The Question Time style discussion, called Hackney: A Place for Everyone?, in City Academy, Homerton, on Wednesday night, marked the beginning of a year-long process by Hackney Council to talk and listen to thousands of residents about the way the borough is changing.
Nine key questions from residents and school children were put before the panel of experts, who all live, work or grew up in the borough, including: Hackney Mayor Jules Pipe; Dr Melissa Butcher, Birkbeck academic; Tunde Okewale award-winning barrister; Robbie de Santos, Senior Public Policy Advocate at StepChange Debt Charity; and Dr Cheryl Day, Headteacher at Clapton Girls' Academy. The debate was chaired by Dave Hill, Guardian columnist and blogger.
Ensuring people from different backgrounds are able to regularly “hang out” together in the same spaces is key to creating a healthy community according to the panellists.
Mr de Santos said a mix of businesses on the high streets was crucial. “Chain restaurants, pizzerias, Turkish restaurants - they all tend to attract a broad range in Hackney,” he told the audience of nearly 200. “We need to resist businesses and restaurants that are polarising.”
“In Broadway Market there is still the mix of the greasy spoon and the upmarket café but that’s changing,” added Dr Butcher. “If the retail changes, that instantly changes who accesses that space.”
Dr Day urged communities to learn from the borough’s schoolchildren who “celebrate in their diversity,” adding, “it’s about having lots for everybody.”
However, Hackney is already becoming increasingly divided with a rapidly “missing middle”, according to Mr de Santos - those not rich enough to afford private housing but who do not qualify for social housing.
He backed shared-ownership schemes – “for city-makers, like teachers”, adding he would like to see a 50/50 split of social and intermediary house-building by the Council.
Ending the right to buy council homes, significantly reducing the cost of what is misleadingly termed “affordable” housing, and preventing other councils from parachuting their homeless into Hackney properties formed Mayor’s Pipe’s wish list on how Hackney’s housing issues could be more easily tackled.
The ongoing changes in the borough have seen those from lower incomes feeling “displaced”, “marginalised”, and “alienated”, according to various members of the panel.
“There’s a growing sense of unease, people can’t see futures for themselves here,” a member of the audience told the panellists.
Mr Hill said in the weeks following the 2011 riots, a recurring theme from some residents was “this borough is getting posher but it’s not done us any good”.
“There is a link between security, crime and gentrification,” Dr Butcher said. “People would talk about feeling safer, because, in their words, there were more young white professionals but the presence of that demographic is making them feel less secure in other ways, in terms of their place in Hackney and displacement.”
Tensions arise because of “misperceptions”, she added, urging the Council and the community to think about ways of breaking down barriers.
Mayor Pipe said the Council was continuously searching for ways to bring people together.
“Events like Play Streets get people out and create shared spaces,” said Mayor Pipe, adding: “It’s about keeping our schools places where people from across our diverse community want to send their children.”
“I think the crucial point is dialogue,” said Mr Okewale, “and giving people an opportunity to express themselves and make them feel they can be a part of a changing community.”
Hackney’s ongoing transformation has gone hand-in-hand with a fall in crime, with the borough seeing 11,000 fewer crimes now than a decade ago, including a significant drop in gang violence.
The benefits are being enjoyed by most, however, the borough remains a dangerous place for some young men, said Mayor Pipe.
The most important thing for me is that cohort of young men for whom this borough is not a safe place.
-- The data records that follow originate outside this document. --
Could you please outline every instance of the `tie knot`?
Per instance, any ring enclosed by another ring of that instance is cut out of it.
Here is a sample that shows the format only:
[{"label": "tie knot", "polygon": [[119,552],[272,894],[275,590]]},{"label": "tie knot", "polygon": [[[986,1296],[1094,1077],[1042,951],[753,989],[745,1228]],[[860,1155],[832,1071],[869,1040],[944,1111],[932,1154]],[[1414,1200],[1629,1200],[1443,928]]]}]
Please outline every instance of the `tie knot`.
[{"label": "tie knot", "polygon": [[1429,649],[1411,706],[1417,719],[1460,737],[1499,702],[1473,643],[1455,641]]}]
It’s young black men who are most likely to be the victim of crime and we should concentrate on them as much as the perpetrators.
This issue, said Mr Okewale, extended beyond Hackney: “There’s a problem with young men unable to communicate effectively and resorting to violence,” he said, with the riots a manifestation of discontent nationally.
“We should listen to young people a bit more,” Year 12 City Academy student Kenni Adegbola told the panel. “They do have a voice and a lot of us have something good to say.”
And what for the future generations of the borough? Helping young people get a foot in the door of the borough’s boom industries, particularly the creative businesses clustered around Tech City, is key, the panel agreed.
“School is a very important part of this,” said Dr Butcher, “arranging face-to-face meetings between entrepreneurs and young people. Developing channels to connect with Tech City.”
But the gap between the way people dress, what they talk about and their cultural references can be a “stumbling block”, she said. “It’s not just about training young people but training some of the people in Tech City to be more open.”
“It’s absolutely the place of the Council to bring together these businesses and young people,” added Mayor Pipe. “We’re instilling from primary age that these jobs are as much for you as they are than anyone else, even more so, because it’s in your borough.